What stands out from a security perspective

  • The bucket name was apparently easy to identify, which increases discoverability
  • GrayHatWarfare indexing suggests the exposure may have been visible long enough to be cataloged
  • Files reportedly dated back to 2020, which may indicate overly long retention of sensitive verification data
  • The company reportedly does not yet know how the bucket became public, which suggests weak change tracking or insufficient cloud governance

On the “was it accessed?” question

It is good that the company is reviewing logs, but that may not fully answer the question.

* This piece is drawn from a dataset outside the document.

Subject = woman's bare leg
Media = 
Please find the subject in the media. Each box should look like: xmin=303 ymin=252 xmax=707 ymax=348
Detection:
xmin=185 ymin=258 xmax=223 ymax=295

  • If logging was incomplete, they may not be able to determine the full scope reliably
  • Public exposure does not always leave a clear forensic trail
  • Third-party indexing or scraping may have occurred before the bucket was locked down

So in practice, affected individuals should be notified conservatively if their documents were present.

Broader takeaway

This case reinforces a point that often gets overlooked: many damaging data exposures still come from ordinary operational mistakes, not advanced malware or zero-day attacks.

AI-based detection and modern security tooling can help, but they do not replace:

  • Secure defaults
  • Periodic access reviews
  • Cloud posture management
  • Minimal data collection
  • Strict retention and deletion policies

For users affected by incidents like this

If a company confirms your ID documents were exposed, standard low-risk steps would include:

  • Watching for phishing or impersonation attempts
  • Monitoring financial and identity-related accounts
  • Checking whether your jurisdiction offers fraud alerts or identity monitoring
  • Replacing documents only if local authorities or the issuing agency recommend it

Bottom line

Based on the report, this looks like a preventable exposure of extremely sensitive KYC-style data caused by poor cloud storage controls. Even without confirmed abuse, incidents involving passports, licenses, and selfie verification data should be treated with a high level of caution.